There's a page packer suite, the page packer suite contains the following classes, application document and page. Let's look at what is says about document, looks all right, a document and look at this down here you can actually be right quite informative in your dictionary. This is stuff I wrote in the dictionary, it says page, pages of the document, a document has exactly eight pages. I'm trying to be informative to the user who's going to be using this thing, and finally the all important page. Now here I've really gone to town you can really be informative in the doc -- so catalog source page is property.

I've actually given an entire example in code, so I say this is the page number of the built in catalog that's to be used for this page, for example, you might say and then I've included an actual piece of Apple Script code and I say what it is that -- that happens when you run that Apple Script code.

Same thing for file source, I show that that property exists and I've provided enough documentation there is a whole long thing about it and then at the bottom just to make sure that everybody understands, I repeat the fact that a document has eight pages, pages can neither be created nor deleted.

So I'm using -- I'm using the dictionary as I kind of little mini scripting instruction manual. Its not just a set of terms, SDEFs allows you to do this, you can put in a lot more information, so now my scriptability is done. I have a user friendly dictionary.

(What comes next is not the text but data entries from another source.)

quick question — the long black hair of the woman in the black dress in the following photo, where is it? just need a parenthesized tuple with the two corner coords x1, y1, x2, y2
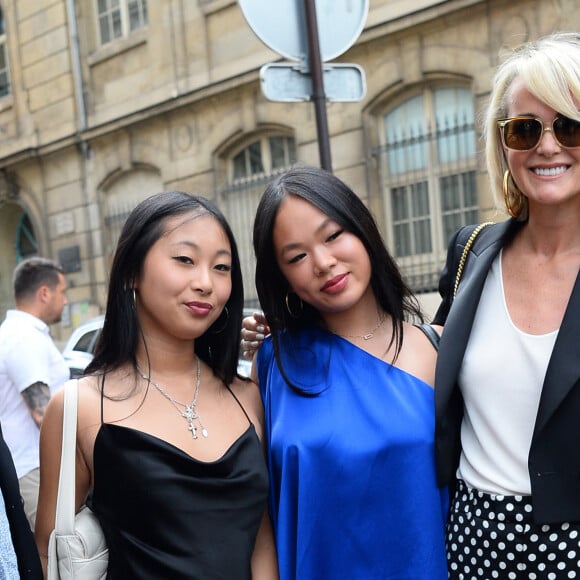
(86, 191, 244, 384)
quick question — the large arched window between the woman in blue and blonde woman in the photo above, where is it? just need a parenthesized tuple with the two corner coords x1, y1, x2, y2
(380, 87, 478, 291)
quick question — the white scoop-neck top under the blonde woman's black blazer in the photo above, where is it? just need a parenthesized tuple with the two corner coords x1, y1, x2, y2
(457, 252, 558, 495)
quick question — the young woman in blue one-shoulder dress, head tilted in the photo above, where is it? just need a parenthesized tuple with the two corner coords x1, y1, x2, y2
(247, 167, 448, 580)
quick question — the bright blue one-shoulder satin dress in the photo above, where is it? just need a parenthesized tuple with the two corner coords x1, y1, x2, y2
(257, 328, 448, 580)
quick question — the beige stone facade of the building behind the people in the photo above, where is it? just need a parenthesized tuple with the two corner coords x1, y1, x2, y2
(0, 0, 580, 335)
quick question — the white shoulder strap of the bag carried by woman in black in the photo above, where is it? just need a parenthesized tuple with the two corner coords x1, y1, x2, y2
(54, 380, 78, 534)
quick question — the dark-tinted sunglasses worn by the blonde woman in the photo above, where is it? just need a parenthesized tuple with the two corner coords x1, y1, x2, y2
(497, 116, 580, 151)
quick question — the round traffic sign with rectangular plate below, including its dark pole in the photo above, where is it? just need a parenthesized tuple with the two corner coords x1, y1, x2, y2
(238, 0, 369, 171)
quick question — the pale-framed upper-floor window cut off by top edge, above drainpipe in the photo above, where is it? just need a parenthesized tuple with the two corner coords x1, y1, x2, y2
(97, 0, 147, 44)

I've tested it against the various kinds of errors that the user might make and I'm returning coherent error messages to all of them. I would say this is a pretty good piece of scriptability, so what's the take home message here, take home message here is don't be afraid of the notion of making your application scriptable, on the contrary this is your chance to do yourself and your users a big favor, why is it a big favor for your users? It's a big favor for your users because you put the power in their hands. They can use your application in all kinds of ways in all kinds of workflows that you never imagined. Remember the iTunes example, getting the orphans, there is no GUI for getting the orphans, but I was able to do it anyway thanks to iTunes' scriptability.

Why is it good for you? It's good for you because people are going to regard this as a major feature and second of all you're now working together with your users. Your users are now helping you grow the application. They're going to write back to you and they're going to say, well, I wrote this script that makes your application do this. And you're going wow, that's really cool.

I never thought of making my application do that, you know, you've opened up the possibilities instead of the GUI being some kind of limitation, behind that there's a scripting API and you've put the power in the users hands that's what you want to do because for every user whether it's me or my mother, a computer is to program. She may not know it but that's what it's for.